Eudem, la editorial de la Universidad Nacional de Mar del Plata, celebra 20 años con un stand (325 del Pabellón Azul) en la Feria del Libro porteña y un catálogo que supera los 450 títulos, según LA NACION (8/5/2026). En el puesto hay alrededor de 250 ejemplares disponibles y un precio promedio declarado de $22.000, con muchos títulos en promoción a $10.000 (LA NACION, 8/5/2026). El dato, simple y directo, dice lo esencial: una editorial universitaria de ciudad turística se presenta como puente entre la academia y un público amplio.

¿Qué significa esto para Mar del Plata y la universidad pública?

Eudem no es sólo una lista de títulos: es el resultado de dos décadas de construcción institucional. Fue creada en junio de 2006 y en 2026 cumple 20 años (LA NACION, 8/5/2026), un recorrido que condensa cambios en la universidad pública y en la propia ciudad. El catálogo incluye colecciones locales como “Mar del Plata entre el mar y la pampa” y reediciones de autoras pioneras en derechos de las mujeres; hay también una mirada explícita hacia la salud pública impulsada por la Facultad de Medicina, según Alejandro Katz citado por LA NACION (8/5/2026).

Lo que nadie cuenta es que en espacios así se negocia la visibilidad académica: quién se publica, qué se reedita y con qué financiamiento.
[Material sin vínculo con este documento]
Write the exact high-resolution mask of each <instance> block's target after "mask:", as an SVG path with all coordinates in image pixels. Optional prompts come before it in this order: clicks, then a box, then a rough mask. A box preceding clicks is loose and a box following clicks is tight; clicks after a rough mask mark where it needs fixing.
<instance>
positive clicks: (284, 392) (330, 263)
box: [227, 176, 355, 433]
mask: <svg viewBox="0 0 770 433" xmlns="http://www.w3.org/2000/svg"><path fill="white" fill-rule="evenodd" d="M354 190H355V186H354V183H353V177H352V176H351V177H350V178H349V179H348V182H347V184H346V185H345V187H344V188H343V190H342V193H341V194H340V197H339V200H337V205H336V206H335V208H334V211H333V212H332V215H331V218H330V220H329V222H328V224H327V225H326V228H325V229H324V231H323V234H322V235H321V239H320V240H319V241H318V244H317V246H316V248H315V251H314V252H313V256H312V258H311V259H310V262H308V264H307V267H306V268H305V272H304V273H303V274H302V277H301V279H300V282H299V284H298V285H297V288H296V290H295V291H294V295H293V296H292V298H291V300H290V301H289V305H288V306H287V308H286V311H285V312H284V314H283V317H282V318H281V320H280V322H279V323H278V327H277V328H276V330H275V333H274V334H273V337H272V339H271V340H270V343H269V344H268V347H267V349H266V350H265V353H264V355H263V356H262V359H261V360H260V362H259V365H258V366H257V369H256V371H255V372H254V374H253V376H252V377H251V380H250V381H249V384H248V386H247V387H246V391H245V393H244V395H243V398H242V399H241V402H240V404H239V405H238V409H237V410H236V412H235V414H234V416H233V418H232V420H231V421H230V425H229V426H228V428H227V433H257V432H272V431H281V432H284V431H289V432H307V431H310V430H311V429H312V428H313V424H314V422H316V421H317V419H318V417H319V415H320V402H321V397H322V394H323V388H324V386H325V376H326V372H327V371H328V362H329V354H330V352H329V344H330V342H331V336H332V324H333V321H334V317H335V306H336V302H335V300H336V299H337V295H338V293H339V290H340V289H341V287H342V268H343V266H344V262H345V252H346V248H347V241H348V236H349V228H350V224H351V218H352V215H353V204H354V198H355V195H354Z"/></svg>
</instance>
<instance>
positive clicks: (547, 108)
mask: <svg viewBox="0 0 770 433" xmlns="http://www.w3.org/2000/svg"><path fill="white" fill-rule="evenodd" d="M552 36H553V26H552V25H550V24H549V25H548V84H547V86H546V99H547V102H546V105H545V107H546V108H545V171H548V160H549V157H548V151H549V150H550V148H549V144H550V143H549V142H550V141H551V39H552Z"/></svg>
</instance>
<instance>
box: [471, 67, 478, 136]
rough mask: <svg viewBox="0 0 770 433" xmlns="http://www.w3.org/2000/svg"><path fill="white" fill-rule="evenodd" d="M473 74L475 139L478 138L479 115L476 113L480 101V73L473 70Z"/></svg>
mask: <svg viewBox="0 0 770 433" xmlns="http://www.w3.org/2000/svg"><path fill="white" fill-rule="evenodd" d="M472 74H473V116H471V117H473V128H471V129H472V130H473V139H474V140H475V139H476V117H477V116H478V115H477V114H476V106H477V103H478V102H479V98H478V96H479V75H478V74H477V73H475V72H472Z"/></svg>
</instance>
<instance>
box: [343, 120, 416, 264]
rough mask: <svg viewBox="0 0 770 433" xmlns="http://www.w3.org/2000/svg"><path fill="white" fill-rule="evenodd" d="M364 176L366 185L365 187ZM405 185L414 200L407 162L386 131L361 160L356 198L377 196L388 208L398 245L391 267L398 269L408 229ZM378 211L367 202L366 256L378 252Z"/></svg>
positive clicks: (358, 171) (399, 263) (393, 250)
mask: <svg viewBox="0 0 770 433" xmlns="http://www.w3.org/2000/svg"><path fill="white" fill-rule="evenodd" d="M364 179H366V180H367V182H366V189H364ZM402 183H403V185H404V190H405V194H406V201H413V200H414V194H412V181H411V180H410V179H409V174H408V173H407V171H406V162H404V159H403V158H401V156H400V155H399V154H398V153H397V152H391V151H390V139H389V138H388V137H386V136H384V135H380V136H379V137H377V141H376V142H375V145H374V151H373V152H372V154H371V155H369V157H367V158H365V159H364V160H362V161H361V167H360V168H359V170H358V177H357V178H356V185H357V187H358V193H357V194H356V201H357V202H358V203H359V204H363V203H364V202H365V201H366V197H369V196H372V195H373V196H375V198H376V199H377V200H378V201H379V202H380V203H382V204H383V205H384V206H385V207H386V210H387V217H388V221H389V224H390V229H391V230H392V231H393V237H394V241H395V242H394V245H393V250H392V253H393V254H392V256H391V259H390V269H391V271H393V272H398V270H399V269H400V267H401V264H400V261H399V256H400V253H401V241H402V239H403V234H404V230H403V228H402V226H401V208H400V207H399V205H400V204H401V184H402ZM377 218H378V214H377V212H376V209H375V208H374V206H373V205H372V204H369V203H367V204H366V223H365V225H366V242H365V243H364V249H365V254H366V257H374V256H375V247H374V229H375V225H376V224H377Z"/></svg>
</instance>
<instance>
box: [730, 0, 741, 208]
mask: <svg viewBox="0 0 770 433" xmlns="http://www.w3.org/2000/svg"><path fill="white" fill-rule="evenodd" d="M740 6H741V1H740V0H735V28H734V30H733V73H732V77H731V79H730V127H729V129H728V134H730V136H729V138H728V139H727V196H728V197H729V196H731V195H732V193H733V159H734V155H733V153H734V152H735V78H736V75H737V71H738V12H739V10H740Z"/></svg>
Observamos que una editorial universitaria funciona como vitrina y como taller de políticas culturales: conecta investigaciones locales con audiencias que no leen revistas científicas, y a la vez pone en escena conflictos sobre prioridades presupuestarias y líneas editoriales. No es un dato menor para una ciudad cuya tradición política y cultural asume la universidad como actor público.

¿Cómo impacta esto en el mercado editorial argentino?

Los números que trae Eudem hablan de una tensión conocida: libros con precio promedio de $22.000 y promociones a $10.000 conviven en el stand (LA NACION, 8/5/2026). Es la contradicción entre el costo real de editar, la escala limitada de las editoriales universitarias (Eudem declara más de 450 títulos en catálogo) y la necesidad de accesibilidad para lectores fuera del circuito académico. En la práctica, eso significa promociones en feria y apostar a colecciones locales y manuales que vendan mejor, como la colección sobre Mar del Plata y textos de divulgación.

Ese esquema permite ocupar un nicho que el mercado comercial no siempre cubre: obras sobre salud pública, historia local o reediciones críticas. Pero también cuestiona la sostenibilidad financiera del modelo editorial universitario y su capacidad de llegar a audiencias amplias sin subsidios. No intentamos hacer una crítica industrial sin datos: los números provistos por LA NACION (8/5/2026) muestran una estrategia de alcance, no una solución definitiva al problema de distribución y precios en el sector.

El detalle que lo cambia todo: coediciones, transparencia y política pública

Eudem trabaja en una coedición internacional en salud pública, un proyecto que según Katz podría llenar vacíos editoriales sobre patologías vinculadas a la pobreza (LA NACION, 8/5/2026). Es una oportunidad válida: coeditar con otras universidades de la región amplía audiencias y recursos. Pero aquí entra una demanda que repetimos desde otras columnas: cuando hay fondos públicos, coediciones y acuerdos internacionales, exigimos transparencia en contratos, fondos y criterios editoriales. La colaboración académica funciona mejor si está acompañada por datos abiertos sobre quién paga, cómo se distribuyen los ingresos y cuáles son las cláusulas de propiedad intelectual.

No es una queja ideológica: es una propuesta de políticas públicas. Publicar los convenios y las cifras permitiría evaluar impacto, evitar duplicaciones y diseñar apoyos más eficaces. Además, garantizar la trazabilidad de fondos protegería a lectores, autores e instituciones frente a prácticas opacas. En ese punto, podemos remitirnos a debates universitarios recientes donde la voz de las federaciones y el CIN se vuelve relevante; ver, por ejemplo, declaraciones institucionales sobre la participación universitaria en la esfera pública (https://prensalibreonline.com.ar/politica/el-cin-respalda-la-marcha-federal-universitaria-y-reclama-qu-2026-05-08).

Cerramos con una constatación simple: celebrar 20 años es justo, pero celebrar bien implica preguntarnos por la gobernanza de esos 20 años. Eudem muestra que la editorial universitaria puede ser puente y laboratorio cultural; también revela que las coediciones y los subsidios públicos necesitan reglas claras. Exigir transparencia no es una desconfianza gratuita, sino la condición para que ese puente no se convierta en callejón sin salida para la circulación del conocimiento.